Камилла рассказала не об отношениях Люсиль и отца, а о своих отношениях с отцом Люсиль. Впервые Камилла увидела Жоржа шестнадцатилетней девчонкой. Камиллу предупредили, что Жорж отвезет ее в Аликанте, где уже отдыхали Лиана с детьми и Габриель. Пуарье пригласили Камиллу на каникулы в Испанию. Ее отец незадолго до того лета умер, пожилая мать чувствовала себя нехорошо, а девочка нуждалась в свежем воздухе, веселой компании и развлечениях. Итак, Жорж, которого Камилла едва знала, заехал за ней, затем они забрали кузена Люсиль и отправились в путь.

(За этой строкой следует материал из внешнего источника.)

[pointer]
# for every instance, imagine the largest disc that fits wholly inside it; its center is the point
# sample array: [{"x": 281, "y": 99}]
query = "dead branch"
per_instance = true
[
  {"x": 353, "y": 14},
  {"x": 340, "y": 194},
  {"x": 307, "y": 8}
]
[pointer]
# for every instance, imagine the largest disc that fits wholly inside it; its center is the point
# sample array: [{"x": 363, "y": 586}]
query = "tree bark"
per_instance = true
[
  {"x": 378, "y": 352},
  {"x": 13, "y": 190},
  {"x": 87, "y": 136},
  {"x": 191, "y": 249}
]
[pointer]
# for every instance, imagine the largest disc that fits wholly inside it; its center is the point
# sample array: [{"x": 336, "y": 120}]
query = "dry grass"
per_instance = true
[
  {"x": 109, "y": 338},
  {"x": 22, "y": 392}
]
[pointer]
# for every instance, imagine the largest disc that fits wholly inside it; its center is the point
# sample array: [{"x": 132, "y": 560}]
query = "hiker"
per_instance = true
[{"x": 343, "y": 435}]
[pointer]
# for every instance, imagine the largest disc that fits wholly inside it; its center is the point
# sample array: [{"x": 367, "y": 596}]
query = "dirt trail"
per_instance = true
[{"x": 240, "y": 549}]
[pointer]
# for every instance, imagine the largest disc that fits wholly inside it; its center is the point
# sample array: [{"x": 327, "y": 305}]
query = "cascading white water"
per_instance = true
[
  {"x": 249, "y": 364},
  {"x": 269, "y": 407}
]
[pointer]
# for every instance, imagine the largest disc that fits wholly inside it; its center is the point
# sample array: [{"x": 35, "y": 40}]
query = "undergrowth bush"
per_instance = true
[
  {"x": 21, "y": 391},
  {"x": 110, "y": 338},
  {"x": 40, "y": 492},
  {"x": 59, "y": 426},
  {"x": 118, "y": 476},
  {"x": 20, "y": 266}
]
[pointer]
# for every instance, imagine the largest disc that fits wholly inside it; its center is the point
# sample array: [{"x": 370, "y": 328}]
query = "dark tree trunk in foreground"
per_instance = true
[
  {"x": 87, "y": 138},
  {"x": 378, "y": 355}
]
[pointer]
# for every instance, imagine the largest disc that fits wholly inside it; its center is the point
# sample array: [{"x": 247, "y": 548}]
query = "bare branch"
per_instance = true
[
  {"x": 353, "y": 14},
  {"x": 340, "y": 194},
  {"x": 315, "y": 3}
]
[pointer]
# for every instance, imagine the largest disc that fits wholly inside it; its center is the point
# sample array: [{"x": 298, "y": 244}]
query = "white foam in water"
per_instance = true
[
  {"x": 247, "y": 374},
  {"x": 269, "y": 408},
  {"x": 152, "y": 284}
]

По дороге путешественники остановились у друзей Жоржа, чтобы поспать, и почему-то ночью легли втроем в одну постель. Жорж расположился между кузеном Люсиль и Камиллой, и ночью, прижавшись к девочке, стал ее ласкать. Камилла так растерялась, что ничего не сказала. В Испании она держалась от Жоржа подальше, а потом в какой-то момент у нее случился острый приступ аппендицита, и ей пришлось возвратиться во Францию.

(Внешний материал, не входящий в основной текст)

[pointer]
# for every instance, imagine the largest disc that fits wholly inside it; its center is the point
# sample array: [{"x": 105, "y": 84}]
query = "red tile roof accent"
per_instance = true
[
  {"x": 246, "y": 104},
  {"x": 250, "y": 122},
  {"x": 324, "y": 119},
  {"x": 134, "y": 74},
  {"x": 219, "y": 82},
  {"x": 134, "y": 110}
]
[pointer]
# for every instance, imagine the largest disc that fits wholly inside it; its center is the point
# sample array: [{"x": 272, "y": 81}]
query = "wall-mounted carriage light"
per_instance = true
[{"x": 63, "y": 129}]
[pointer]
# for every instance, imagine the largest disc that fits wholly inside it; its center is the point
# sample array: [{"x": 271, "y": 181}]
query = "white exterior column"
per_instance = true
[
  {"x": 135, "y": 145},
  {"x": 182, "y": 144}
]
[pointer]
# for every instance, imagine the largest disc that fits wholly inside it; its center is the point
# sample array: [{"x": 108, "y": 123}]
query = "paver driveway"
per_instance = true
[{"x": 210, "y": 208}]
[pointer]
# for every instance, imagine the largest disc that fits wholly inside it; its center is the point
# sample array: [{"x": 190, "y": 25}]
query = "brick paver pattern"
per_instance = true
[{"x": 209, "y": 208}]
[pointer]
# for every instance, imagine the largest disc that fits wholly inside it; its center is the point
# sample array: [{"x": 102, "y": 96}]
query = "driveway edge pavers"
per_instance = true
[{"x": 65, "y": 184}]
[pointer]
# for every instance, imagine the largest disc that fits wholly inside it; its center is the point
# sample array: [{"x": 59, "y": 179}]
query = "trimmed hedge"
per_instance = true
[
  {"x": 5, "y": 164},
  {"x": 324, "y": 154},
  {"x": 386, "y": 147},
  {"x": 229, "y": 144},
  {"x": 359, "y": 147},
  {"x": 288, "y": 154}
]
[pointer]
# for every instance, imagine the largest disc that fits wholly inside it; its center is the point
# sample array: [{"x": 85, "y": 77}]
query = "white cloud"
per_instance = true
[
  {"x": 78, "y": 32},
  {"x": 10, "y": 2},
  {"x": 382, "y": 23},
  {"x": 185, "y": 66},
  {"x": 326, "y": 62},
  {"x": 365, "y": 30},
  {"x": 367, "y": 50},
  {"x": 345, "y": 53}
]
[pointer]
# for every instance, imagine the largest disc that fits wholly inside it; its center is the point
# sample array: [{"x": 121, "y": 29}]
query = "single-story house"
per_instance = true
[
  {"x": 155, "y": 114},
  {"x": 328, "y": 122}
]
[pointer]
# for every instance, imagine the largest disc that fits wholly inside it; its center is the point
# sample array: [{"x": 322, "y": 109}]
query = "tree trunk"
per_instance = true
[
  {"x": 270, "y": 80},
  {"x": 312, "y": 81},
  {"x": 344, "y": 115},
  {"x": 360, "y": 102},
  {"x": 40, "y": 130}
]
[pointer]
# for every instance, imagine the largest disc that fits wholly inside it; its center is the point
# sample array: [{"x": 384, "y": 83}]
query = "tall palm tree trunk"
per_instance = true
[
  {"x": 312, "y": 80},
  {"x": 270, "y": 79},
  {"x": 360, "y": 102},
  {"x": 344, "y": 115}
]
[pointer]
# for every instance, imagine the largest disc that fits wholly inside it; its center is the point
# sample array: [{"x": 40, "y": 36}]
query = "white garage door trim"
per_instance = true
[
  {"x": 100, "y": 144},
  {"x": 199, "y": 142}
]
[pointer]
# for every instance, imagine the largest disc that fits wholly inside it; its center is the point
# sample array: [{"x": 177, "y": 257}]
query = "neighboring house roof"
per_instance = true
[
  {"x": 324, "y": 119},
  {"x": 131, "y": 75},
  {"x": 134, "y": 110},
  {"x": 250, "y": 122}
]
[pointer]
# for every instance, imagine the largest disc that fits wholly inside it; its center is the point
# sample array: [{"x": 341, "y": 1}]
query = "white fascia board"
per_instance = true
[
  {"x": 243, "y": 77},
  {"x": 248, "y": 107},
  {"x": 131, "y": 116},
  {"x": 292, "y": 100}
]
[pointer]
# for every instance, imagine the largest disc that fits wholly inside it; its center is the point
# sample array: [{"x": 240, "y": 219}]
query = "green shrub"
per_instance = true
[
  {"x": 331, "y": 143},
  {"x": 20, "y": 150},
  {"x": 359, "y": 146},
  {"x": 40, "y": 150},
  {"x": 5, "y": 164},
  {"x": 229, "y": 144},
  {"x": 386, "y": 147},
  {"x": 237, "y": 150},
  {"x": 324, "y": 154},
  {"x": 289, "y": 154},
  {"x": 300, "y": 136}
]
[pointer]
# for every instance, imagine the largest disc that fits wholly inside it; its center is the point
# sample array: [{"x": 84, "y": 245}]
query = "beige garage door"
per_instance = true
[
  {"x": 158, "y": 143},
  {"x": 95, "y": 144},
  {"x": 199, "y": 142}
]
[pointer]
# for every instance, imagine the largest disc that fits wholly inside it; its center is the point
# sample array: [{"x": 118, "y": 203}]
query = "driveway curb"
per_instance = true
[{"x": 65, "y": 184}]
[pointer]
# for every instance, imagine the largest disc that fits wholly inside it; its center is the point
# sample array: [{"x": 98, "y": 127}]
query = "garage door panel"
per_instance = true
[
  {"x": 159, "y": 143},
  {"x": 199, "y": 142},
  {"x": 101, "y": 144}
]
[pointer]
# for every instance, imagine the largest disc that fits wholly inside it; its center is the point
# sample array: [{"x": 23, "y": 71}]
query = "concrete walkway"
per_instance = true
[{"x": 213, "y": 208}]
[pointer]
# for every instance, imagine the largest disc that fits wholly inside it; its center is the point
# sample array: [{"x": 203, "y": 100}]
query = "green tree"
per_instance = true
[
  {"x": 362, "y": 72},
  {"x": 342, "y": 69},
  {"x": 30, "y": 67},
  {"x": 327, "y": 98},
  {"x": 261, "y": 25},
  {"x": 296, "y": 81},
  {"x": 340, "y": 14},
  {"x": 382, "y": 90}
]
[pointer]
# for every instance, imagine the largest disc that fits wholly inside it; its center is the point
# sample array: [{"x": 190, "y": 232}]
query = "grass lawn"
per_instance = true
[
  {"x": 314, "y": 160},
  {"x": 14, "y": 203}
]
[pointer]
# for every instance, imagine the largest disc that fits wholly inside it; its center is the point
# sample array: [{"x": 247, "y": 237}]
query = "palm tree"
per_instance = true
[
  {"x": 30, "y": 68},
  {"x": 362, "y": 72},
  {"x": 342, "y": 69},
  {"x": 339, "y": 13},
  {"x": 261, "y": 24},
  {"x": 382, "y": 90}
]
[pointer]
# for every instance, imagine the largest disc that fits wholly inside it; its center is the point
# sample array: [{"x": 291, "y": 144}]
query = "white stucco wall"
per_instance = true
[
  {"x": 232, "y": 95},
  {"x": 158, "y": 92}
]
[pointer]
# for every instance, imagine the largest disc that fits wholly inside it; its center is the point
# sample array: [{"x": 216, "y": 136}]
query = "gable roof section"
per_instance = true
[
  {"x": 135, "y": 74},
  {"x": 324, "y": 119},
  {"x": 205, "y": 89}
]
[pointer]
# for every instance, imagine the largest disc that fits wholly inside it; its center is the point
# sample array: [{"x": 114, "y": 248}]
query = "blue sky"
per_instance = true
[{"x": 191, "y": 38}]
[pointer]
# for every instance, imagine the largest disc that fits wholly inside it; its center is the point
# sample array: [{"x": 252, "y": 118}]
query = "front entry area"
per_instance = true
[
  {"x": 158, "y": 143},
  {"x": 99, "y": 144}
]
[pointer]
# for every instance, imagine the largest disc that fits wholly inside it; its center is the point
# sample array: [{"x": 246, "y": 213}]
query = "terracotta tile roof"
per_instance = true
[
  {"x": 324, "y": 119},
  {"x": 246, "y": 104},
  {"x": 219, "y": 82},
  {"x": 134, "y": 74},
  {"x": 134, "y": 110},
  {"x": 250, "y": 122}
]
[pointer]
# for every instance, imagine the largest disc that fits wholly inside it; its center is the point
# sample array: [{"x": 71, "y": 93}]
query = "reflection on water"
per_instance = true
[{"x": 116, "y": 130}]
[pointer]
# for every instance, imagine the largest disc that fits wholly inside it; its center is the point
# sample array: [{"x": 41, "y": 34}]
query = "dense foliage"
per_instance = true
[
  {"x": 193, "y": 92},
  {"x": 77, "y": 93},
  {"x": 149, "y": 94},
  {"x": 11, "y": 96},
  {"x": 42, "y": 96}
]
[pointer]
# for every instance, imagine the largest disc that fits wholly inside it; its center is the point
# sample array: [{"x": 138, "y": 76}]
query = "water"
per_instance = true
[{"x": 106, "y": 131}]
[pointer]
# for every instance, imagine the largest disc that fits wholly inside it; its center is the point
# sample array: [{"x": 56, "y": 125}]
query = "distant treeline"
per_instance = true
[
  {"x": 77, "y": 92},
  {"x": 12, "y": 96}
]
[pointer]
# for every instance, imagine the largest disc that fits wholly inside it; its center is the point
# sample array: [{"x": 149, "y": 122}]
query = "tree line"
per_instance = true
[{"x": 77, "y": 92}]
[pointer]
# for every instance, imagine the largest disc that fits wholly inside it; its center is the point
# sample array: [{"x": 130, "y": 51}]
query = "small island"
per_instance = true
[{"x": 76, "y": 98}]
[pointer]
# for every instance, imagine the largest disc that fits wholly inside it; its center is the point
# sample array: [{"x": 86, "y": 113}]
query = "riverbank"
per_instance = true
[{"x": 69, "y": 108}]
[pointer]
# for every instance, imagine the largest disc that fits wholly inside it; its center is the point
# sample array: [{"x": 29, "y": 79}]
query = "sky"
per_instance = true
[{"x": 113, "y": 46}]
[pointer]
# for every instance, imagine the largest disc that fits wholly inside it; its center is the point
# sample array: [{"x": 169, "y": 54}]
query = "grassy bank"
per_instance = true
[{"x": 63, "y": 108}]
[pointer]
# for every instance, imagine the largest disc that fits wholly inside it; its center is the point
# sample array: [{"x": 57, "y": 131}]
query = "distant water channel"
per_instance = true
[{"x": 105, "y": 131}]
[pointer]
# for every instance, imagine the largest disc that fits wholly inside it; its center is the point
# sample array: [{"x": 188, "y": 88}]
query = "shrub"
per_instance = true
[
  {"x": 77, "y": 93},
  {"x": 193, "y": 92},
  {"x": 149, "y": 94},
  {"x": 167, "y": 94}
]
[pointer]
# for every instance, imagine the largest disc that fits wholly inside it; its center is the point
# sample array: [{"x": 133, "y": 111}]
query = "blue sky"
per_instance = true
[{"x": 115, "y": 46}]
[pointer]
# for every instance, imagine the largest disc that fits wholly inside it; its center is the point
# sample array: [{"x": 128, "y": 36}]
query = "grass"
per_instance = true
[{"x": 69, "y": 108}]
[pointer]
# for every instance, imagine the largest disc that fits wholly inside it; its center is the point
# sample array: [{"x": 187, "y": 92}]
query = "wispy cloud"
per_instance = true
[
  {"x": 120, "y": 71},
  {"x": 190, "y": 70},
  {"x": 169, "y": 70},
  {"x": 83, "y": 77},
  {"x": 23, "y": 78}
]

В течение нескольких месяцев Жорж выслеживал Камиллу, требовал, чтобы она ему звонила и встречалась с ним. Жорж обезумел. Он назначал девушке свидания, от которых она вежливо отказывалась, присваивал Камилле кодовые имена, чтобы она звонила ему в агентство, давал адреса, по которым его следовало искать. Чем больше она убегала, тем неотступнее он ее преследовал. Он кричал, что, если она не уступит, он расскажет ее матери, с каким пылом она прижималась к нему в постели, пытаясь его соблазнить. Камилла ничего не знала о сексе и смертельно боялась предстать перед моими родителями в дурном свете. К тому же мать Камиллы постоянно напоминала о том, как благодарна Лиане и Жоржу за то, что они проявили щедрость и взяли Камиллу с собой на каникулы. Время шло, а Жорж не ослаблял хватку, из раза в раз намекая Камилле, что за ней должок.

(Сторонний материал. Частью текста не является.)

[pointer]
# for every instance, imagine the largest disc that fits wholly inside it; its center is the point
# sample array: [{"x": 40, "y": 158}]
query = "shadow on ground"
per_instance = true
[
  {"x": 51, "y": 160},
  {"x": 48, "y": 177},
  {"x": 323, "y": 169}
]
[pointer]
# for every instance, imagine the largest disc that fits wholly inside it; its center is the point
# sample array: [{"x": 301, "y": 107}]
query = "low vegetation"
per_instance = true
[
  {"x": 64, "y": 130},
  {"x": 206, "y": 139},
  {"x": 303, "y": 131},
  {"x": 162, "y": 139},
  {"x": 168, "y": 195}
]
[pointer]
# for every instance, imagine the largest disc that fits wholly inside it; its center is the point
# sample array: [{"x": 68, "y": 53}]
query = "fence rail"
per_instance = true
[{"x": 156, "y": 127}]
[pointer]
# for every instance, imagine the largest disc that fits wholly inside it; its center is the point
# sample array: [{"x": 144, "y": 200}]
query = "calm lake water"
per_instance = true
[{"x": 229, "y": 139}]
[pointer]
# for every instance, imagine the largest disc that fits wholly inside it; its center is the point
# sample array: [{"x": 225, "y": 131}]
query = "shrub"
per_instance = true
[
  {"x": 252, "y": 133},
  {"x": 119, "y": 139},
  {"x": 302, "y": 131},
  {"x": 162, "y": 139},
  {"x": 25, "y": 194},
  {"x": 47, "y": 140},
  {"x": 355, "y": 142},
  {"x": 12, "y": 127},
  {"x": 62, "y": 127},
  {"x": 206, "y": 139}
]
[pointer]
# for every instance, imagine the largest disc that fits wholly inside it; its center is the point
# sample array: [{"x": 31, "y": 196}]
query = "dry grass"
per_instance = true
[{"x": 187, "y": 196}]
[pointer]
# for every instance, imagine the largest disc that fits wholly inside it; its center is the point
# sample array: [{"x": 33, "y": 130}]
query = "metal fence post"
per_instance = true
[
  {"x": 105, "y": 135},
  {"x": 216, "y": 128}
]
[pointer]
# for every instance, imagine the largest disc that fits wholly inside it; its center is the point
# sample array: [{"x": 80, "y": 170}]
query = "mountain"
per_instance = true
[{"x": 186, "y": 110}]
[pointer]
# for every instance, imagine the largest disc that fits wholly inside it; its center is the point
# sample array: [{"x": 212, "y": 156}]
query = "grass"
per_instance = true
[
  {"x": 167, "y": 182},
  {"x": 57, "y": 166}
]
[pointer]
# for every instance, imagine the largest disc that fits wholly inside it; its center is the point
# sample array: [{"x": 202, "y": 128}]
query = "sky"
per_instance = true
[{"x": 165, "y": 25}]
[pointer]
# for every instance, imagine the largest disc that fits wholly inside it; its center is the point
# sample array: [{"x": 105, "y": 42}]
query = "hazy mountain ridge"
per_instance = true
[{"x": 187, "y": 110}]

В конце концов Жорж своего добился: однажды вечером после ужина и однажды на выходных в Пьермонте, где ухитрился остаться с Камиллой вдвоем. Испуганно и стыдливо Камилла повиновалась. Два дня она провела в полной власти Жоржа, запертая в четырех стенах (соседям не стоило ее видеть), вынужденная принимать правила эротических игр своего господина и покорно претерпевать его наказания. Чувство позора, боли и стыда преследовало Камиллу много лет. На следующий год после инцидента Камилла поступила в колледж и уехала в Англию, сбежав от Жоржа навсегда. Однако чувство вины ее так и не покинуло.
Вернувшись во Францию, Камилла, несмотря на замаранное прошлое, вышла замуж и родила детей.
После развода Люсиль и Габриеля, Люсиль с Камиллой потеряли друг друга из виду. Камилла тоже развелась и снова вступила в брак лишь спустя несколько лет.
Она присутствовала на похоронах Люсиль.
Я рассказала Камилле о тексте Люсиль и о том, как все на него отреагировали – сочли игрой больного воображения. Даже я сомневалась в истинности маминых слов, я сомневалась, не находя ответа. Камиллу потрясли мои слова. Она сказала, что всегда видела в том, как Люсиль держалась рядом с отцом – опаску, желание защитить себя от Жоржа.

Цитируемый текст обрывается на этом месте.